Each one of these is a heavy lift. Those places unable or unwilling to make those investments can expect an economic downspiral, where losses of capacity fuel greater exposure and more devaluations, which in turn reduce local capacities, and so on.
It’s pretty hard to put a number to that kind of plunge into the maelstrom. It seems grimly probable that some communities will effectively go to zero, becoming hollow shells of their former selves. Imagine, for instance, the worst of rust-belt urban decline, but in places that are repeatedly battered by new weather extremes.
If we take too long to level with ourselves about the magnitude of the problem, act too slowly to ruggedize and retool, or even just get extremely unlucky with the magnitude of climate chaos, the financial crash will be brutal and many more places than any of us would like to admit are soon to become what Bruce Sterling calls “the ruins of the unsustainable.”
On the other hand, we could get lucky. Honesty about the overvaluation of the unsustainable can limit the financial turmoil involved. Sensible triage can make protecting still-salvageable places and systems more realistic. Future climate damage can be ruggedized against. New investments can spur gains in sustainable prosperity. Tens of millions of people can be pulled back from the mouth of the maelstrom.
How big will the Brittleness Bubble be? We don’t know, yet. But it looks like the product of five current factors that we can learn to anticipate but not yet predict:
The eventual magnitude of the planetary crisis itself, determined largely by how quickly we act, especially in this decade.
The severity of the local climate/ecological risks (and combinations of risks) generated by that crisis, and the degree to which vulnerability is allowed to grow and spread (by, for instance, continuing to build in flood plains).
The pace at which awareness of climate and ecological risks undermines the current value of properties and assets, co-acclerating wider local losses in investability, insurability and governmental capacity.
The degree to which cities and regions are willing (and able) to quickly ruggedize, innovate and change economic priorities to reduce risk and increase insurability, investability and new development.
The scale at which national actions will be taken to help local and regional governments better weather the storm.
I’ll close with this last unknown, in the U.S. context.
Let me geek even harder than I normally do: The White House’s brand new Economic Report of the President has a fantastic chapter, “Opportunities for better managing weather risk in the changing climate.” Want a tool for imagining how some bold-but-realistic Federal responses to climate risk might work?
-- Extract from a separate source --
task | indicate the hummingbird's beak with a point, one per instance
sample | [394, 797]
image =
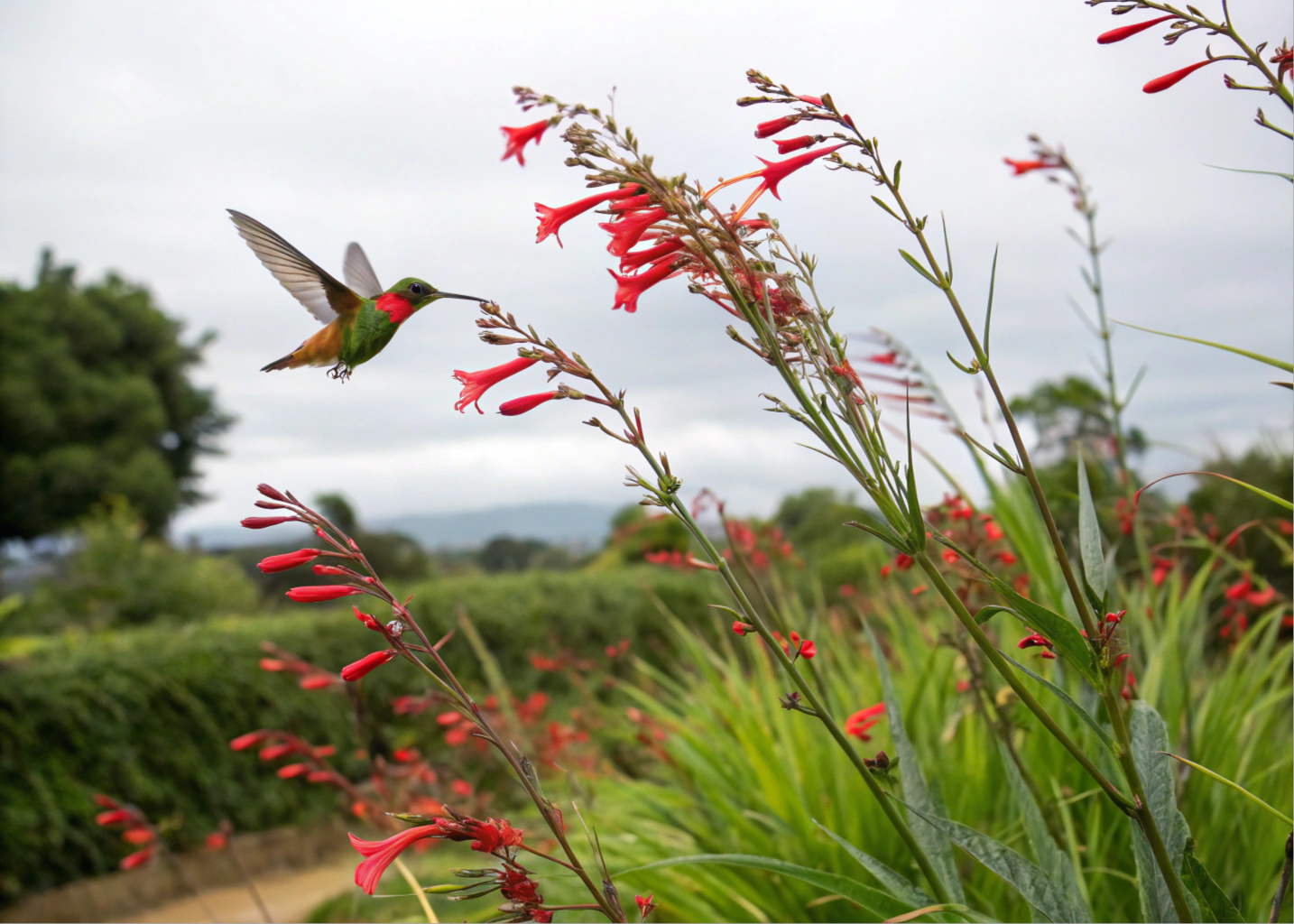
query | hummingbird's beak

This is for you.
It proposes four “potential pillars” of federal climate response strategy: increasing the availability of knowledge about climate risk; a investing in long-term strategic planning and planning capacities; working to ensure accurate pricing of climate risk; protecting the vulnerable.
The authors limit themselves to the fairly plausible, which precludes meaningless demands for fantasy programs like universal buy-outs of properties at risk, or the defense of every community and asset, no matter how expensive such defense would be. I suspect we’re still a long way from fully implementing even the kinds of proposals in this report. The point, though, is that they could be implemented — and make a difference.
Taking these kinds of steps would not make climate risk and brittleness go away. It might, though, narrow the gap between current market expectations and realistic valuations, thus deflating the size of the bubble of overpriced assets we face.
Even with the planetary crisis raging around us, we are not helpless.